Port-Gentil : Oligui Nguema lance la bataille de l’acier « made in Gabon »


Le président gabonais Brice Clotaire Oligui Nguema a lancé, ce jeudi 17 septembre 2026 à Port-Gentil, la première production d’une unité des Aciéries du Gabon, filiale du groupe FOBERD. Le site mise notamment sur la récupération de ferrailles pour fabriquer localement de l’acier destiné en particulier au secteur de la construction. Une nouvelle étape pour le Gabon, qui cherche à accélérer la transformation de ses matières premières et à réduire sa dépendance aux importations industrielles.


À Port-Gentil, les déchets métalliques changent de statut. Ferrailles, rebuts et autres matériaux ferreux collectés localement sont désormais appelés à alimenter une activité industrielle destinée à produire de l’acier sur le territoire gabonais. C’est dans cette perspective que le chef de l’État a procédé, ce 17 septembre, au lancement de la première production de cette nouvelle unité des Aciéries du Gabon.

Le principe industriel repose sur une chaîne relativement simple : récupérer les déchets ferreux, les trier, les acheminer vers l’usine puis les fondre à très haute température avant de les transformer en produits sidérurgiques.

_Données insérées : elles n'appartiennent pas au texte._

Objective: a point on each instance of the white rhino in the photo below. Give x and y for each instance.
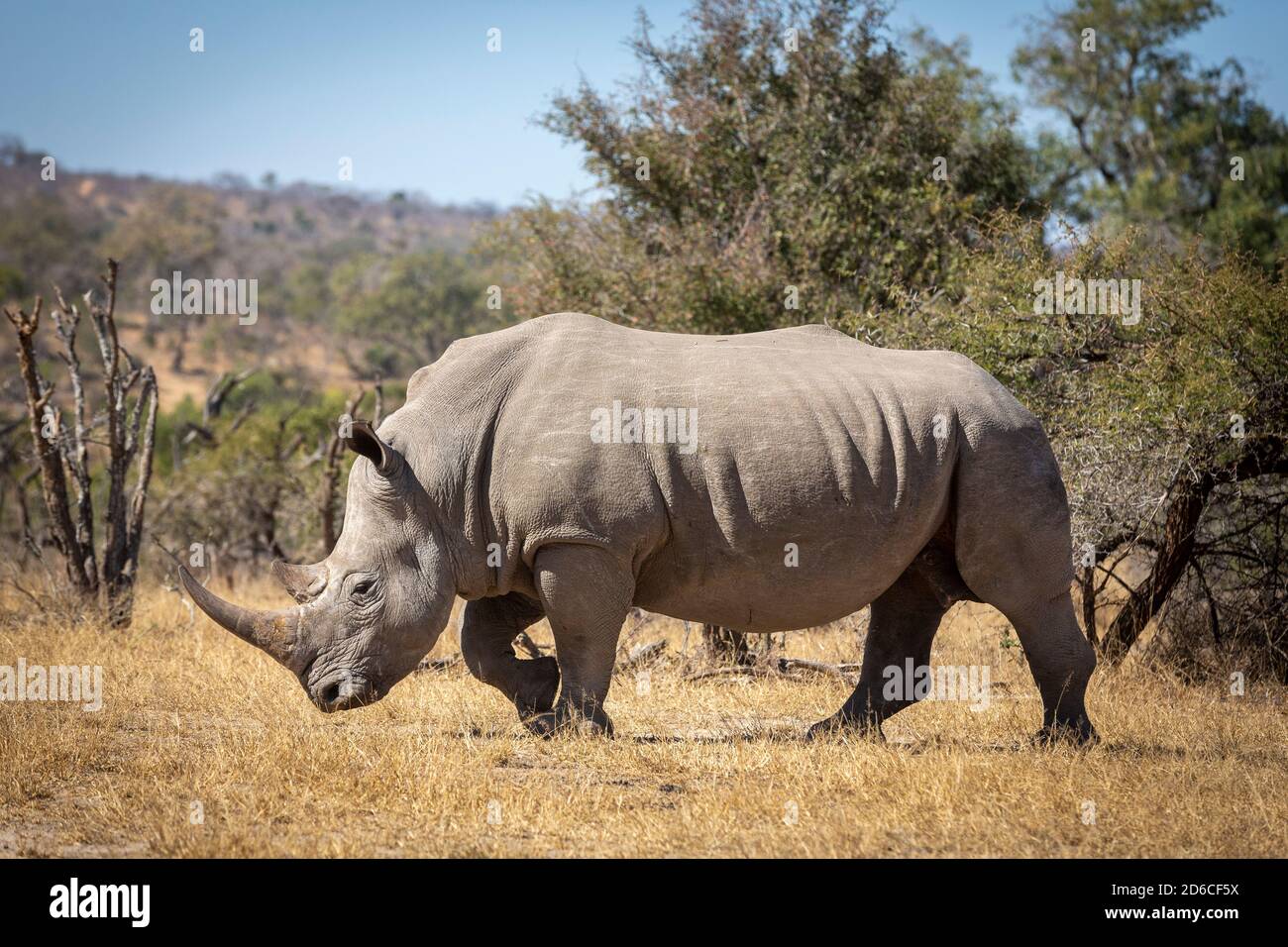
(570, 468)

Ces matériaux peuvent notamment être utilisés dans le secteur du bâtiment, particulièrement pour la fabrication d’éléments destinés à l’armature du béton.

Pour les autorités gabonaises, le projet répond ainsi à plusieurs objectifs simultanés. Il s’agit de mieux valoriser les déchets métalliques, de développer une économie circulaire, mais aussi de renforcer progressivement l’offre industrielle locale. La production sur place doit notamment contribuer à limiter le recours aux importations pour certains produits sidérurgiques utilisés dans les chantiers.

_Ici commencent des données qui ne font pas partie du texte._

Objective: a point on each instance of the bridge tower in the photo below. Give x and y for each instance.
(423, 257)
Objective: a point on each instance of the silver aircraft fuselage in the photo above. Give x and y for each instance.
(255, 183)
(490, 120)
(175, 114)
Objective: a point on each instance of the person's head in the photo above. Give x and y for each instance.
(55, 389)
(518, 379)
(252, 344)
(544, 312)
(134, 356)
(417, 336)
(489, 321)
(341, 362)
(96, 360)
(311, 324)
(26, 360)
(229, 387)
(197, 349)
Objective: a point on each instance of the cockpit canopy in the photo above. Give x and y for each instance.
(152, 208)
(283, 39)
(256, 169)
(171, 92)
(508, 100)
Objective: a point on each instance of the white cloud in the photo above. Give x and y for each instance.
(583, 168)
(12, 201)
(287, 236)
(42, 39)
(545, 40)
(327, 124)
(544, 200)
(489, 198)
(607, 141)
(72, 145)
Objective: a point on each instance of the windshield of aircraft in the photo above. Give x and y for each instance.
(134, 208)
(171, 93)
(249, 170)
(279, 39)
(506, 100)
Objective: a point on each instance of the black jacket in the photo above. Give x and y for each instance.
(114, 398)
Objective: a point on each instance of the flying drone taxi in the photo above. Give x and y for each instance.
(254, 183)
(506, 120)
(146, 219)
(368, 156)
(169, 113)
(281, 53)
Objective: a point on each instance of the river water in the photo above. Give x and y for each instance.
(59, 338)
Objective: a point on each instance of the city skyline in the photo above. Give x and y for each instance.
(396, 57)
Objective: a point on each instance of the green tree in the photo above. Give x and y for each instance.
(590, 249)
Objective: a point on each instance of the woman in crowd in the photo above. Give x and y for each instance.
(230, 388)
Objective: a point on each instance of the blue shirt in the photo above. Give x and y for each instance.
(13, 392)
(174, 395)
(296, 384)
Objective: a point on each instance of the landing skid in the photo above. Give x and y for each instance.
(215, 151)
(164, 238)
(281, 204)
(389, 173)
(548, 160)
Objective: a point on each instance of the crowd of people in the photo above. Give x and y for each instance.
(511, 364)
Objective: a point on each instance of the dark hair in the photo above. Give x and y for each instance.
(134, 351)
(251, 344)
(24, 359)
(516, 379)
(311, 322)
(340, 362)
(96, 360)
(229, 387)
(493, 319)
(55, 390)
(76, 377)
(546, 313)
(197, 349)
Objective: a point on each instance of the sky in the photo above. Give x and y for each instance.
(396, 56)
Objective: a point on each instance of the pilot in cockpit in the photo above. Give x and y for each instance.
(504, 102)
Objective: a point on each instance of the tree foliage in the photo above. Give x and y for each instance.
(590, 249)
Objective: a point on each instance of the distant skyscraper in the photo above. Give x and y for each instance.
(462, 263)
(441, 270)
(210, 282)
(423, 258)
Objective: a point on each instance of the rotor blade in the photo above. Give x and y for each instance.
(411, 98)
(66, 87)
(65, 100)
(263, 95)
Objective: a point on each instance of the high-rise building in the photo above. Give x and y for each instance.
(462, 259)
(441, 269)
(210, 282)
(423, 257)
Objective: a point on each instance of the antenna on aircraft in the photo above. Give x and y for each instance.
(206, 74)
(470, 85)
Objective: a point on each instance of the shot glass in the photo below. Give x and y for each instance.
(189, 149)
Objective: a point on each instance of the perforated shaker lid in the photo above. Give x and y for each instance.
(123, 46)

Une nouvelle implantation pour un industriel déjà présent dans la sidérurgie

Le lancement de Port-Gentil ne constitue toutefois pas la naissance des Aciéries du Gabon. Créée en 2013, la société du groupe FOBERD dispose déjà d’une expérience dans le recyclage des déchets ferreux et la fabrication de produits sidérurgiques.

Son dispositif industriel de Nkok comprend notamment une activité de fabrication de fer à béton et de tubes soudés. Les données communiquées par l’entreprise font état d’une capacité annuelle de 70 000 tonnes de barres destinées à l’armature du béton et de 10 000 tonnes de tubes soudés.

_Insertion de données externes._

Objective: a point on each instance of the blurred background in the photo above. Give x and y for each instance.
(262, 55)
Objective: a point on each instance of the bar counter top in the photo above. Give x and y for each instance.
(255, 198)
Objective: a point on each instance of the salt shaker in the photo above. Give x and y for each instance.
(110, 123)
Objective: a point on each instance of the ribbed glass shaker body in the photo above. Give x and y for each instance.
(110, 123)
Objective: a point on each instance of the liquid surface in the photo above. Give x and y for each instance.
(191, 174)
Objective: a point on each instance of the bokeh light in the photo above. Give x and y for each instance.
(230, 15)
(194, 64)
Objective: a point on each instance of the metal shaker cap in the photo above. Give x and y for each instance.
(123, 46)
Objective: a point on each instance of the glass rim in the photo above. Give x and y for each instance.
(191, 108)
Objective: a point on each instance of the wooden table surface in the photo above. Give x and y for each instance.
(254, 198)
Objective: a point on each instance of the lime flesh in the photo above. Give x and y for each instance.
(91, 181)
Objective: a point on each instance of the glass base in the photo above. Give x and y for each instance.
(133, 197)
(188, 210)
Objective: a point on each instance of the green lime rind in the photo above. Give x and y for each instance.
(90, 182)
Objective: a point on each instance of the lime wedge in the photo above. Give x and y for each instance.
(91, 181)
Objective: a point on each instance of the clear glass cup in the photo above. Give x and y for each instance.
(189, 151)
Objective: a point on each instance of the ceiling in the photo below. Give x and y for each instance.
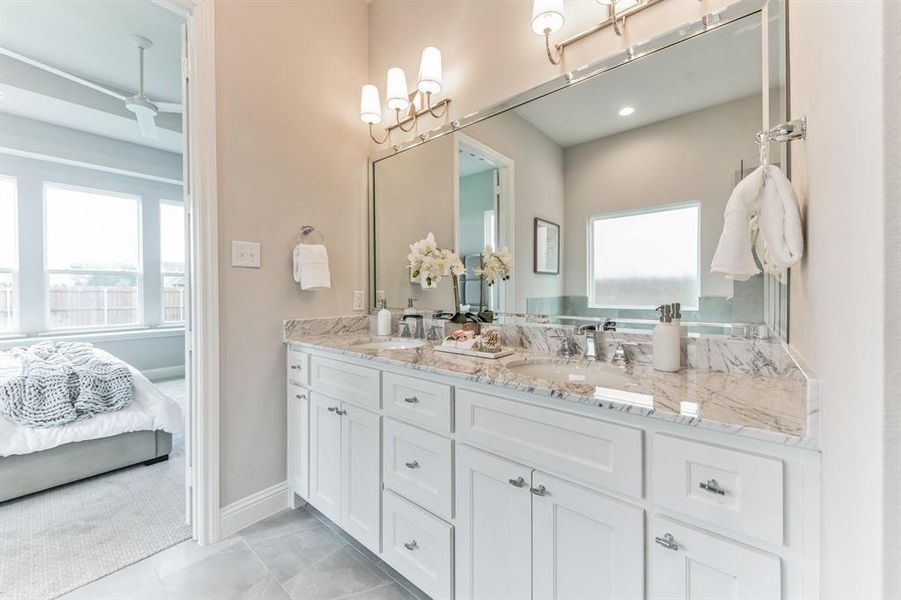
(91, 39)
(719, 66)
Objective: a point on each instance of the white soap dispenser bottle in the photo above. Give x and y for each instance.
(384, 320)
(666, 342)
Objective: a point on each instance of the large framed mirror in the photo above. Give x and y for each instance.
(609, 191)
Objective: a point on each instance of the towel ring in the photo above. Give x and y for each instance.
(309, 230)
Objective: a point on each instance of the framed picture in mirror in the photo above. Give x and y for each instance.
(546, 241)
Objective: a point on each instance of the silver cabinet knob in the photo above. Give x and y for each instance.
(667, 541)
(539, 491)
(712, 486)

L’enjeu est donc désormais d’étendre cette présence industrielle à Port-Gentil, capitale économique du Gabon, et d’y développer une nouvelle capacité de production. Cette implantation pourrait également permettre de rapprocher davantage la transformation industrielle des gisements de ferrailles disponibles dans la région et des besoins du marché local.

Une filière de recyclage appelée à se structurer

Au-delà de la production d’acier, le projet ouvre la perspective d’une véritable filière autour de la récupération des métaux. La collecte des ferrailles, leur tri, leur stockage, le transport vers l’usine, la maintenance des équipements ou encore la distribution des produits finis sont autant d’activités susceptibles de générer des opportunités pour les entreprises locales.

Cette dynamique pourrait également favoriser l’émergence de nouveaux prestataires et sous-traitants autour du site industriel. Le groupe FOBERD dispose déjà d’un portefeuille d’activités couvrant notamment l’industrie, la logistique, les matériaux et le recyclage, ce qui lui permet de s’appuyer sur un écosystème existant.

Mais l’impact économique du projet devra encore être mesuré sur la base d’indicateurs précis. La capacité annuelle de l’unité de Port-Gentil, le montant de l’investissement, les emplois créés, la part de main-d’œuvre nationale mobilisée ou encore le volume d’acier destiné au marché gabonais restent notamment à préciser.

Le marché local comme test de la stratégie industrielle

La réussite de cette nouvelle unité dépendra également de sa capacité à répondre de manière compétitive aux besoins du marché. Produire localement ne garantit pas à lui seul une réduction des importations. Encore faut-il que les produits fabriqués au Gabon soient disponibles en quantité suffisante et répondent aux exigences de qualité tout en restant compétitifs en matière de prix.

Sur ce terrain, les Aciéries du Gabon disposent déjà d’une expérience. L’entreprise indique fabriquer du fer à béton conformément à la norme gabonaise NGA ISO 6935-2. Le lancement de Port-Gentil intervient ainsi dans le cadre plus large de la politique de transformation locale et de diversification de l’économie gabonaise. À travers la valorisation des déchets métalliques et leur conversion en produits industriels, le projet entend inscrire la sidérurgie dans cette stratégie.

Reste désormais à mesurer sa capacité à franchir le cap entre une nouvelle production industrielle et la constitution d’une filière suffisamment solide pour alimenter durablement les besoins du marché gabonais, notamment ceux liés au secteur de la construction.